小説 「監視されてるけど、スルーされてる男」
俺は“見張られている”。
…たぶん。
いや、絶対に、たぶん、見張られている。
そう確信しているのは、スマホの動きが微妙に遅いからだ。某国製の激安スマホを使ってるのが悪いのか、朝の天気予報を開くだけで固まる。つまりこれは監視ソフトが裏で動いている証拠で――
でもまあ、俺には何の影響もない。
なぜなら俺は、有名人ではないし、そもそも社会的影響力がマイナスだからだ。
俺の一日は、だいたいこうだ。
起床(昼過ぎ)
YouTubeで「激論!地上波では言えない○○」系動画を見る
ブログに「最近の社会がヤバい理由【生成AIに語らせてみた】」みたいな記事を投稿
LINEで母からの「ごはんできたよ」の通知を見る
マイナンバーカードで図書館の本を借りようとするが、外に出るのが面倒で断念
つまり俺は、自宅にいながら世界を見張っている立場でもある。しかも、俺の使ってる道具は全部ガバガバセキュリティ。GoogleもLINEも某国スマホも、たぶん俺の情報を吸ってるけど――
「いや、こいつから取れる情報ないわ」
って思われて、たぶんスルーされてる。
最近では発信にも力を入れている。
ブログに載せている内容は、某有名論客が言っていたことを、それっぽく生成AIに書かせたやつだ。俺は書かない。AIが書く。俺は「それっぽく見える」かどうかだけを確認する。

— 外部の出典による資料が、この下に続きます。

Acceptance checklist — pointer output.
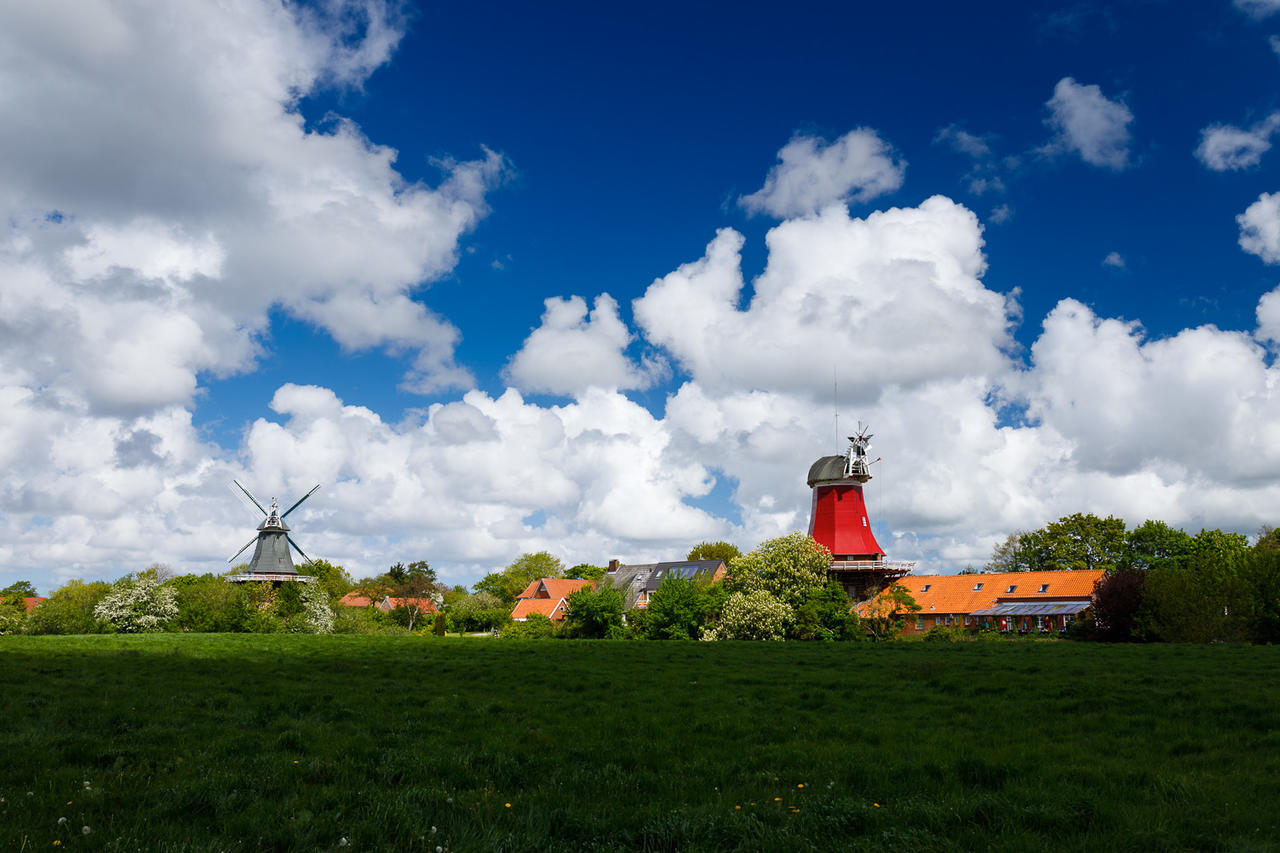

でも最近、ちょっとタガが外れてきて、陰謀論とラーメンレビューの境界線がなくなってきた。
「このチャーシュー、国家の陰謀を感じる」
って書いたとき、自分でもヤバいと思った。
ただ、俺にはひとつだけ社会との接点がある。
それが――選挙。
選挙の日だけは、Tシャツにズボンを履き、外に出る。なぜなら、「投票しないと何も変わらない」と思ってるからだ(何を変えたいのかはよくわからないけど)。
俺の最近の不安は、これだ。
「このままベーシックインカムとか配給制度になったら、俺のワクチン接種歴とかブログの発信とか、全部チェックされるんじゃね?」
もちろん、悪いことはしてない。してないけど、何か引っかかる気がする。ブログのタイトルがちょっと過激だったり、チャーシューに陰謀を感じたり、生成AIがたまに暴走してるだけで――
俺の配給、減らされたらどうしよう?
それでも俺は、今日も言論の自由を守るため、部屋の隅で発信を続ける。
そのタイトルはこうだ:
「監視社会に生きる自宅警備員の挑戦!ベーシックインカム時代をAIと生き抜く方法【後編】」
…閲覧数は2。俺と、AI自身だ。